Gemini AI integration

SvaraAI uses Google’s Gemini AI to analyze conversation transcripts and emotional data, generating personalized insights and reflections based on the user’s voice interactions.

Overview

The Gemini AI integration processes:

Conversation transcripts: Full text of user and assistant messages
Emotional data: Aggregated emotion scores from Hume AI
Context-aware prompts: Customizable system prompts for tailored responses

Gemini generates concise, actionable insights that help users understand their emotional state and conversation patterns.

Prerequisites

Before you begin, ensure you have:

A Google Cloud account with Gemini API access
Gemini API key from Google AI Studio or Cloud Console
Configured custom prompt template

Installation

Obtain API key

Get your Gemini API key from Google AI Studio.

Configure environment variables

Add your Gemini credentials to the backend environment:

Backend/.env

GEMINI_API_KEY=your_api_key_here
GEMINI_PROMPT="Your custom prompt template with {{transcript}} and {{emoData}} placeholders"

The GEMINI_API_KEY should never be exposed in client-side code.
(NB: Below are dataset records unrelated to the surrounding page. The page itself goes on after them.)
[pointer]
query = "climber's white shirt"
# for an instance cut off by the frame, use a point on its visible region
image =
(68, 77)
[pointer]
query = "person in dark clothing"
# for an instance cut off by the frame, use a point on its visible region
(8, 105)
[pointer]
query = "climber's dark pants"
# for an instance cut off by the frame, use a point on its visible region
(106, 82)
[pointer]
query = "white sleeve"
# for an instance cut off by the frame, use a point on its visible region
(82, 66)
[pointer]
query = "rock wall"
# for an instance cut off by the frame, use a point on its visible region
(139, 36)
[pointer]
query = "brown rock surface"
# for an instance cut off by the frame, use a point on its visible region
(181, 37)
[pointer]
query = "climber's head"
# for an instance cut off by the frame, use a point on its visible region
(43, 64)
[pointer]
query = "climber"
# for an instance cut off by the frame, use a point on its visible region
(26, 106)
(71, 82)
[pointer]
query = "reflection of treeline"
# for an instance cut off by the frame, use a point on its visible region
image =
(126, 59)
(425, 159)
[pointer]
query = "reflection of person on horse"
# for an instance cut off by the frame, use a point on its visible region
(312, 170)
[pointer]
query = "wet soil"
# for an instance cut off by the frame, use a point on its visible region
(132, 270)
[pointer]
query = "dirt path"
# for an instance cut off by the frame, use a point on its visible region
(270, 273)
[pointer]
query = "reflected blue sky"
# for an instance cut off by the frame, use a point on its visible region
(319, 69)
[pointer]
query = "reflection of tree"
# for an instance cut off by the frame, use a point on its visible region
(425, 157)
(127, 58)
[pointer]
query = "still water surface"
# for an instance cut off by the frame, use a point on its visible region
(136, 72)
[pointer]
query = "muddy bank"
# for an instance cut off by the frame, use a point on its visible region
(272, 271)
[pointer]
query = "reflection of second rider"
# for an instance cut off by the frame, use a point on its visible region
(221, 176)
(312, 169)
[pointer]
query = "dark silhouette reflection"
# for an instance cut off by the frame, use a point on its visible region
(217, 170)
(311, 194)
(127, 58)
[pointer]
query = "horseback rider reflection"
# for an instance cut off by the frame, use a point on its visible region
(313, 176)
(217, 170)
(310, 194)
All Gemini requests must go through your backend.

Backend implementation

API endpoint setup

Create an Express route to handle Gemini requests:

Backend/routes/gemini.ts

import express, { Request, Response } from 'express';
import dotenv from 'dotenv';
import path from 'path';

dotenv.config({ path: path.resolve(__dirname, '../../.env') });

const router = express.Router();

router.post('/', async (req: Request, res: Response): Promise<void> => {
  try {
    const { transcript, emoData } = req.body;

    if (!transcript) {
      console.error('No transcript provided');
      res.status(400).json({ error: 'Transcript is required' });
      return;
    }
    
    const emotionData = emoData || {};

    const apiKey = process.env.GEMINI_API_KEY;
    if (!apiKey) {
      console.error('GEMINI_API_KEY is missing from environment variables');
      res.status(500).json({ error: 'Unable to process your request at this time' });
      return;
    }

    // Process and send to Gemini
    // ... (implementation below)
  } catch (error: any) {
    console.error('[Gemini API Error] An error occurred:', error);
    res.status(500).json({
      error: 'Unable to process your request at this time'
    });
  }
});

export default router;

Formatting emotion data

Process raw emotion scores into a human-readable format:

Backend/routes/gemini.ts

const formattedEmoData = Object.entries(emotionData)
  .sort(([, a], [, b]) => (b as number) - (a as number))
  .slice(0, 3)  // Top 3 emotions
  .map(([emotion, score]) => `${emotion}: ${((score as number) * 100).toFixed(1)}%`)
  .join('\n');

This sorts emotions by intensity and selects the top 3 most prominent emotions, formatting them as percentages for better readability.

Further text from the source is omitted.